The factual question of whether the employee was genuinely ill and unable to attend work remains a tricky area for employers to navigate, given that employees who are genuinely sick may engage in recreational activities while they are on sick leave.  This might include walking the dog or resting at the beach.  Although it may arouse some suspicion that the employee is misusing their sick leave, employers ought to follow a fair process and carefully consider the employee’s explanation prior to reaching any conclusions or making a rash decision.

In Wallace v Air New Zealand Ltd, an Air New Zealand employee was dismissed after spending three days of sick leave playing golf.  Mr Wallace was sick with the flu and said his wife told him to get out of the house and play golf, which Air New Zealand later discovered on the Golfing New Zealand website.

Mr Wallace successfully argued that he had been unjustifiably dismissed.  The Employment Relations Authority found that Air New Zealand had failed to perform a full and fair investigation into what happened during Mr Wallace’s sick days.  Air New Zealand had also failed to consider Mr Wallace’s explanations, which could have shown that he was stressed from the recent death of his parents.  Playing golf may have been therapeutic for Mr Wallace.  Had these reasons been considered, this could have had a significant impact on how Air New Zealand viewed the seriousness of Mr Wallace’s actions.

Based on cases decided in NZ, it is accepted that certain recreational and recuperative activities during sick leave may be appropriate, depending on the employee’s situation.  Employers should not jump to conclusions.  Importantly, where there are reasons for an employer to suspect that an employee has misused their sick leave, the employer must follow a fair process to investigate the matter, allow the employee to provide their explanation, and carefully consider the available information before concluding that there was serious misconduct by the employee.

If there are reasons to suspect that an employee has misused their sick leave or acted dishonestly in taking leave, what can an employer do?

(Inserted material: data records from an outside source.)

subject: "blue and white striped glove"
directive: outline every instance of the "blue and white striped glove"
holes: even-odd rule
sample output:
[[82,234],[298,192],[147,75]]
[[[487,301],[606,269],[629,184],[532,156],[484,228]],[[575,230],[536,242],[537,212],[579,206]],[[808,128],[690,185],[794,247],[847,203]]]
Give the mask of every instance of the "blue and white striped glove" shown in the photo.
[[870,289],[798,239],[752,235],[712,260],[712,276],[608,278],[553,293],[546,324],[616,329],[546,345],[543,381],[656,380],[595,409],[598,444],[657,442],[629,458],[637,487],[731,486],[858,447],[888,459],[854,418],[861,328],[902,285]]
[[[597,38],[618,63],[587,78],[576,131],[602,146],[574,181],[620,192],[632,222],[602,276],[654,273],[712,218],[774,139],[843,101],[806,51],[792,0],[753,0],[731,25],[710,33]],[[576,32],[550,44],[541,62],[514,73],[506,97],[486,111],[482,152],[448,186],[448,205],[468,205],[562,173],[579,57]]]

  • Require proof of sickness – Under the Holidays Act 2003, an employer can require a medical certificate from the employee where the criteria has been met.
  • Open conversation – Employers are able to initiate conversations with their employees on concerns relating to the use of sick leave and its effect on the employee’s performance or the employer’s operations.
  • Disciplinary action – If, following a fair process in which the employee is provided with the opportunity to properly respond to the employer’s concerns and the employer decides there has been misconduct after properly considering the employee’s input, then the employer is able to take disciplinary action.